Have More Fun by Embracing Failure in Fate Games

by Andrew Gronosky

This is a section of text from chapter 6 of the Magonomia® manuscript.

When I first read the Fate Core System book, I had a negative impression. It looked to me like Fate was designed so characters rarely fail. I'd spent most of my gaming years playing RPGs like Call of Cthulhu®, where having your character devoured by a monster is considered one of the better possible outcomes. "Young gamers these days are a bunch of crybabies!" I harrumphed. "Back when I started playing First Edition Advanced Dungeons & Dragons® (or AD&D® for short), one failed dice roll could get your character disintegrated beyond hope of resurrection!"

It did cross my mind that having a character you've been playing for two years blasted into ash on Round 1 of a battle might be considered a bit anticlimactic. In fact, I remembered, when I was a GM for AD&D®, I fudged dice rolls quite a lot just to prop up some semblance of a plot. The current (Fifth) edition of D&D® is a lot more forgiving, or perhaps I should say, less gratuitously harsh. And more fun.
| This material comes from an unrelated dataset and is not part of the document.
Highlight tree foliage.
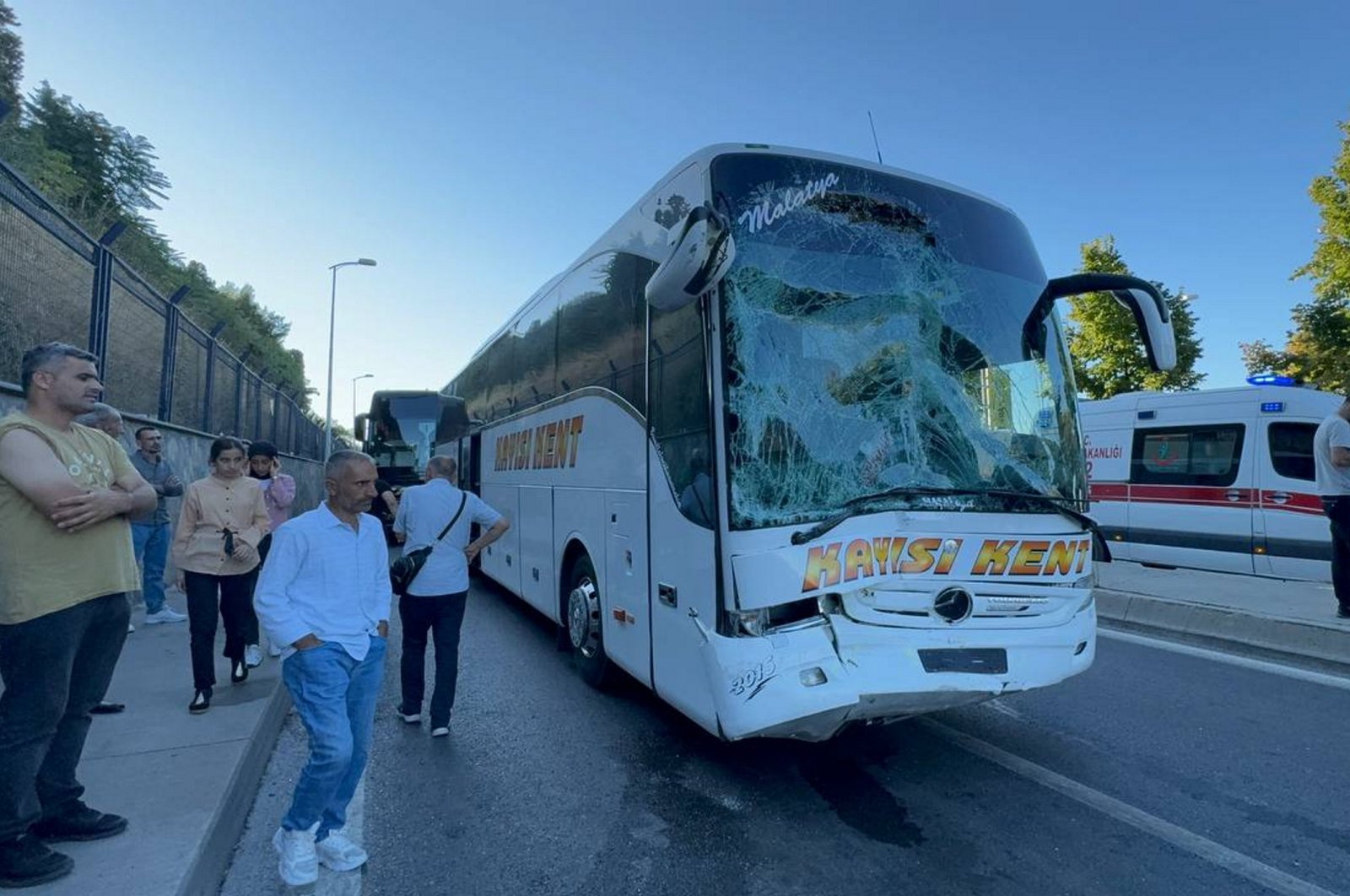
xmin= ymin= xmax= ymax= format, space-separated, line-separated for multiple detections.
xmin=1240 ymin=114 xmax=1350 ymax=392
xmin=0 ymin=0 xmax=309 ymax=406
xmin=1068 ymin=235 xmax=1204 ymax=398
If you’re coming from an old-school mentality of "make this dice roll or your character dies!" then you’ll probably have an impulse to apply all the narrative tools Fate gives you to avoid failure. You can sustain that for several game sessions, if you’re parsimonious with your Fate Points. I did. You'll be missing out on more than half the fun of Magonomia, because failure, setbacks, and complications add a lot to the experience.

The key insight that made me embrace the Fate system was when I decided, for the first time, not to Invoke an Aspect to prevent failure. I took the "success at a major cost" option instead. That's the anecdote [about the wizard hiding in a tree and dropping the potion they were planning to use, then having to think fast to get out of that tight spot ] . Tell me that's not better than succeeding on the Stealth roll, if you can!
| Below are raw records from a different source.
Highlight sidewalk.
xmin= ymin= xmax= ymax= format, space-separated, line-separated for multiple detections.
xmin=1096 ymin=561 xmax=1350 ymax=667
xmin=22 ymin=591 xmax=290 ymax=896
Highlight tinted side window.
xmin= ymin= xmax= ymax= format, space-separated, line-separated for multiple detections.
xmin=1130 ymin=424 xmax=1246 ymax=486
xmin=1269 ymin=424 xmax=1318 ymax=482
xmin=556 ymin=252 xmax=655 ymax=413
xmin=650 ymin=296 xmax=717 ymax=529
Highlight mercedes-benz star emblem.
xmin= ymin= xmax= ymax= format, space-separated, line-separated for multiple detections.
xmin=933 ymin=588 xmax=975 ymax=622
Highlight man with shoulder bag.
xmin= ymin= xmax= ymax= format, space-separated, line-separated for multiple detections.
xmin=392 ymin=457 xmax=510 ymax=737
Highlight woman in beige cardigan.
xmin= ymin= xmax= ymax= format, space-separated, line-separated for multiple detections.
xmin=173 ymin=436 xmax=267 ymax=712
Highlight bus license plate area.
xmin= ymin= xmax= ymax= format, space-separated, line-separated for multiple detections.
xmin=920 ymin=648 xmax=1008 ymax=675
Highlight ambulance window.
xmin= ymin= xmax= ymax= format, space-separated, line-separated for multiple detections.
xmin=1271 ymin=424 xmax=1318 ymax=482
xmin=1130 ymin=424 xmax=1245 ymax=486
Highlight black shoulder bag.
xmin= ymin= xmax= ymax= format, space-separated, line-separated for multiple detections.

Failure has a different meaning in Magonomia than it does in a game like D&D®. Magonomia becomes fun when you let go of your fear of individual failure. Step outside your character and realize the story won't get derailed if something bad happens to them. In fact, unless they face dangers and trials, there is no story. Internalize that mistakes and bad luck don't punish you, the player. Trust the GM to make failure a springboard to move the plot forward.
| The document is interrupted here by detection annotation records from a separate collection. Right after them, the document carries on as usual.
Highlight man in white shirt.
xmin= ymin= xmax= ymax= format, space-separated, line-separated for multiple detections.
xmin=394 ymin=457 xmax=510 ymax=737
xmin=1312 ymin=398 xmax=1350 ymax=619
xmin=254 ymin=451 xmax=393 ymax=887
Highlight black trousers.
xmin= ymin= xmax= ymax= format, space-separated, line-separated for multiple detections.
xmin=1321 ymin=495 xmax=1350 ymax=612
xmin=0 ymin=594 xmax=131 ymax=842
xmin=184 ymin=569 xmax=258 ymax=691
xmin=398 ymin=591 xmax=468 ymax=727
Frankly, I think Magonomia is more like real life, where mistakes are recoverable and your friends have your back.

In the end, I concede that the Fate system gives you many tools to avoid failure. I would add that it also gives you every reason not to be afraid of failure. In Magonomia, we mean it when we say "create a positive experience for everyone." One of the ways you can do that is to let your character fail.